6 Marines on Okinawa arrested for drinking-driving in just over a week
By ERIK SLAVIN AND CHIYOMI SUMIDA | STARS AND STRIPES Published: June 8, 2015
YOKOSUKA NAVAL BASE, Japan — The Marine Corps in just over a week has been hit by a rash of criminal allegations — mostly drinking-and-driving incidents — a marked jump in incidents following more than two years of relative calm.
Since May 30, six Marines have been arrested for varying charges of drinking alcohol and driving, police said. The arrests have come during the first year since Okinawa servicemembers have again been able to drink freely off base, a right restored only since a Japan-wide liberty policy was issued Dec. 9.
A seventh Marine, based at Camp Hansen, is in Okinawa police custody after being arrested Saturday on suspicion of robbery resulting in bodily injury, police told Stars and Stripes on Monday. The incidents come at a time of intensified protests over the construction of a new runway for Marine aircraft at Camp Schwab — a project supported by the national government but bitterly opposed by Okinawa’s newly elected governor.
Eleven servicemembers have been arrested in 2015 for what Okinawa deems as major crimes — one more than during all of last year.
Okinawa police do not include driving while intoxicated in their servicemember major crimes statistics.
Marine officials in Okinawa did not respond Monday to a request for comment in regard to any actions they might consider in light of the arrests, which were reported by several Japanese national media outlets.
The Camp Hansen Marine arrested over the weekend stands accused of punching a 21-year-old Japanese man in the face and robbing him of 4,000 yen ($32) outside a building in the Kumoji section of Naha at about 5:25 a.m. May 24, an Okinawa prefectural police spokesman said Monday.
The Japanese man suffered a broken left cheekbone, police said.
The Marine was identified and arrested in a parking lot in Chatan at about 1:35 a.m. Saturday. Police said they are also looking for another man suspected of accompanying the alleged assailant during the May 24 incident.
Police sent the Marine’s case to the Naha District prosecutor’s office Monday, the police spokesman said.
Aside from potential legal action by Japanese authorities, he also could face military discipline for failing to abide by a U.S. Forces Japan curfew.
All servicemembers must be either on base or in a residence between 1 a.m. and 5 a.m. and must also refrain from drinking off base between midnight and 5 a.m., according to USFJ’s liberty policy.
The liberty policy, while unpopular among servicemembers, is credited by commands with reducing crime and preserving political relations with Japan.
Two visiting sailors were arrested for raping a woman on Okinawa in 2012, an incident which stoked tensions on the island and led to liberty restrictions for servicemembers of all ranks.
The two sailors later pleaded guilty and were sentenced to 10 and nine years in Japanese prison.
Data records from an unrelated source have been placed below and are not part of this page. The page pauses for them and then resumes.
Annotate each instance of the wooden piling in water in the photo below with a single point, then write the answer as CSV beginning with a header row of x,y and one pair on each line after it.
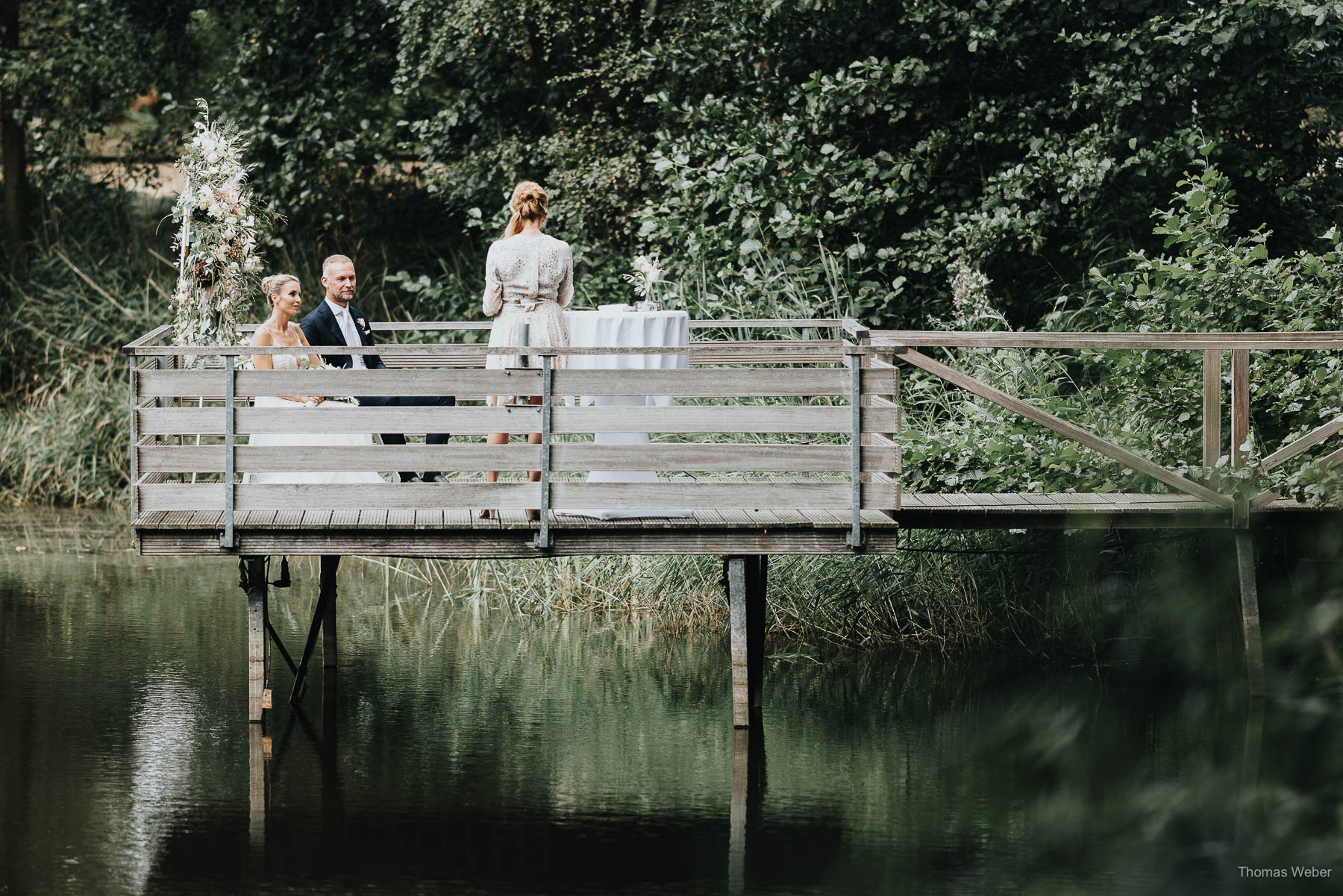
x,y
745,579
257,587
1249,612
258,795
329,566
While restrictions were loosened in other parts of Japan, Okinawa servicemembers remained barred from drinking off base at bars and were limited to two drinks with meals at restaurants until December.
Ten active-duty servicemembers were arrested on Okinawa in both 2013 and 2014, down from 37 in 2012, according to Okinawa Prefectural Police statistics.
Only one servicemember in 2014 was arrested for a class of “heinous crimes” that include murder, rape, robbery and arson. The one case, which involved a rape charge, was later dropped by prosecutors.
Okinawa, an island of about 1.4 million people, is home to more than half of all U.S. forces in Japan. Military officials prize the island for its strategic location in the Asia-Pacific region, but many residents have called for Japan and the United States to reduce the military’s footprint.
A bilateral agreement is slated to eventually rebase thousands of Marines on the U.S. territory of Guam, pending a series of construction projects planned for the island.